Today's applications have only the most basic concept of integrating with or subscribing
to time-driven data. And there are no providers of horizontal event-based services. ... Software and
the Internet has freed online music from its proprietary data and application jails, why
not do the same with events? The traditional calendar interface deserves a overhaul.",

Marc Canter chimes in,

"I wonder if they wanna help put up shared XML servers of Events - scraped from throughout the web?",

the Calconnect.org folks proclaim,

"Our members’ intent is to enable calendaring and scheduling tools and applications to enter the mainstream of computing," said Dave Thewlis. "After email, the World Wide Web, and instant messaging, calendaring and scheduling capabilities are what business people and consumers will really care about.",

and many many others I have yet to discover [add more in comments]. Yes, A few people are already doing similar stuff, like upcoming.org, rsscalendar.com, openeventscom, whizspark.com, evdb.com(?), and most likely Google Labs (?) [any more?]. But for starters, from what I can glean these efforts rely on people coming and manually submitting events, rather than auto-discovery and aggregation via spidering --> problem of db critical mass.

So let's make one! Let's combine something practical and "standards-based" (ie., iCalendar/XHTML) like hCalendar, but extend it with the rich UBL-inspired semantics of a Berkeley Event Model. Now that everyone agrees, let's move one.
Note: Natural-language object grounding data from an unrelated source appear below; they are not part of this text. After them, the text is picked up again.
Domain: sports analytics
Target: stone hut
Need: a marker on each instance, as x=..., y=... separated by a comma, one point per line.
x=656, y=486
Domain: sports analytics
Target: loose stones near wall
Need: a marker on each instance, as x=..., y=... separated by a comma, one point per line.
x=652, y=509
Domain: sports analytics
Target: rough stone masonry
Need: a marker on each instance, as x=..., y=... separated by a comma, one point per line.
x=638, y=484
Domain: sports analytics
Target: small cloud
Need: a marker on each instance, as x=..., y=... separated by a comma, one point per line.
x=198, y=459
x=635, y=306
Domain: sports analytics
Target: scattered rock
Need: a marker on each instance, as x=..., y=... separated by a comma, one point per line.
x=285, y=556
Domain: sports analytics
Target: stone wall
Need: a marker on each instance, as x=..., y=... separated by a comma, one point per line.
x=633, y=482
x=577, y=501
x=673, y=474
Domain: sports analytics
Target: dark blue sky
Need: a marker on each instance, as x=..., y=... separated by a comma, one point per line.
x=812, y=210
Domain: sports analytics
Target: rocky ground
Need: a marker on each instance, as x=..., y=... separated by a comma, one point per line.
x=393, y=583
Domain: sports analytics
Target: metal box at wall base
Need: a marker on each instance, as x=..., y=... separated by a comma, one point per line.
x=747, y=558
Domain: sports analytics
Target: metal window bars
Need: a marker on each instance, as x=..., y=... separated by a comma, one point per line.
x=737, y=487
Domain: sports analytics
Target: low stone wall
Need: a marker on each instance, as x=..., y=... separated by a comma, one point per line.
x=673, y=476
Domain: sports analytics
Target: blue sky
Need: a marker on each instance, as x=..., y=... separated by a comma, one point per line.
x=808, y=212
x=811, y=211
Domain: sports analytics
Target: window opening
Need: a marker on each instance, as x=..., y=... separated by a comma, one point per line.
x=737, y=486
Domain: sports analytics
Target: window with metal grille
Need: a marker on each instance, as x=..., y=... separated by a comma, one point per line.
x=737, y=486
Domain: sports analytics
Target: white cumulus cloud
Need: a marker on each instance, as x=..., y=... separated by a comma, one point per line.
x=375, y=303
We need open source tools so event producers (even for my yard sale) can list their events on their blogs/web sites, like they already do, but also be sure to use valid markup. (Note: people are motiviated to promote their events -- no prodding necessary) Then we need an open source spider, a bunch of disks and some linux boxes, a REST API, open source recommendation and reputation/rating/tagging engines (eg., tweaked openscrobbler + ??/??/??), and some pub-sub and feed generators. And to top it off, let's make the database and service usable by all (eg., some kind of creative commons), so we can unleash the creativity of the world to build custom interfaces via our web services API. Easy stuff in these days of inspiration from Amazon/Google/PayPal/eBay/SForce, open source, wikis, bugzilla, and PayPal donate buttons. Right?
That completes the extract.